# Mining Software Repositories Assignment 1 (MSR1)

Using your newly minted repository mining skills, along with the `miner-utils` Python library ([link](https://github.com/EPICLab/miner-utils)), please answer the following questions using Python code in the empty code boxes below.

Similar to the tutorials and in-class demonstration, you will want to provide authenticate to the GitHub API in order to have a higher rate-limit. ***NOTE***: Again, please do not include your authentication username or token in your submission.

In [1]:
# install any missing dependencies (only needed if you haven't installed these already during tutorials)
!pip install 'git+https://github.com/EPICLab/miner-utils'
!pip install 'gitpython'
!pip install 'pandas'

ERROR: Invalid requirement: "'git+https://github.com/EPICLab/miner-utils'"
ERROR: Invalid requirement: "'gitpython'"
ERROR: Invalid requirement: "'pandas'"


In [2]:
userName = 'USER'
token = 'TOKEN'

In [3]:
# setup environment (import any needed dependencies)
from minerutils import GitHub
import pandas as pd
from git import Repo
import json
from os import path
from collections import Counter

## Part 1: `discourse/discourse` repo
For this part, we will investigate the [discourse/discourse](https://github.com/discourse/discourse) project.

In [4]:
# create github object
gh = GitHub(userName, token)

In [22]:
# opens the json file if it exists
def open_file(file_name):
    file = path.exists(file_name)
    json_data = None
    if file:
        with open(file_name, "r", encoding="utf8") as f:
           json_data = json.loads(f.read())
        return True, json_data
    else:
        return False, json_data

# create new json file if it doesn't exist
def create_file(data, file_name):   
    # write to json from api call data
    with open(file_name, "w+") as f:
        f.write(json.dumps(data))    
        gh.writeData(file_name, data)

    # read data from pulls.json
    return gh.readData(file_name)    

# intializing 
fnames = ["dis_pulls.json", "dis_commits.json", "dis_file_commits.json"]
dis = "/repos/discourse/discourse"

# handling pull data
p_check, pulls = open_file(fnames[0])
if not p_check:
    # download all the pull requests for discourse/discourse
    pulls = gh.get(dis + "/pulls")    
    # create a pulls.json 
    pulls = create_file(pulls, fnames[0])
print("pull check complete")
    
# handling commit data
c_check, commits = open_file(fnames[1])
if not c_check:
    commits = gh.get(dis + "/commits")
    commits = create_file(commits, fnames[1])
print("commit check complete")

pull check complete
commit check complete


#### Question 1:
What is the total number of unique contributors for this project? (Contributions include commits and pull requests)

In [6]:
# list of usernames
contrib = []

# handling pull data
for p in pulls:
    username = p['user']['login']
    contrib.append(username)
    
# handling commit data
for c in commits: 
    # if the author metadata exists
    if c['author']:
        username = c['author']['login']
        contrib.append(username)    
   
    # if the author metadata doesn't exist
    else:
        username = c['commit']['author']['name']
        contrib.append(username)

# get unique values
data = Counter(contrib)
unique = len(data.most_common())
    
print("Total number of unique contributers:", unique)

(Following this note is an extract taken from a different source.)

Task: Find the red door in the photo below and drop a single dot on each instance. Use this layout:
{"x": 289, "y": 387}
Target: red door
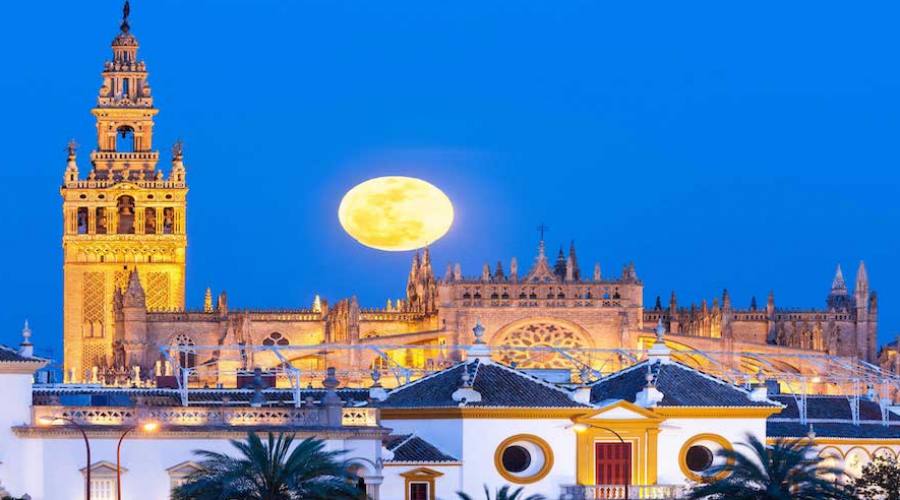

Total number of unique contributers: 1251


#### Question 2:
Which user made the most contributions to the project?

In [7]:
# get the top contributer username + count
user = data.most_common(1)[0][0]
max_count = data.most_common(1)[0][1]

ans = "{} made {} contributions, which is the most in this project.".format(user, max_count)
print(ans)

eviltrout made 6556 contributions, which is the most in this project.


#### Question 3:
Which user made the most commits to the [discourse/app/models/badge.rb](https://github.com/discourse/discourse/blob/master/app/models/badge.rb) file? (You can use GitHub to find this information, but we still need to see code for automatically determining the answer)

In [8]:
# handling file commit data
f_check, file_commits = open_file(fnames[2])
if not f_check:
    file_commits = gh.get(dis + "/commits?path=app/models/badge.rb")
    file_commits = create_file(file_commits, fnames[2])
print("file check complete")

# store all the users who commited to badge.rb
badge_users = []

# get the usernames
for fc in file_commits:
    if fc['author']:
        badge_users.append(fc['author']['login'])
    else:
        badge_users.append(fc['commit']['author']['name'])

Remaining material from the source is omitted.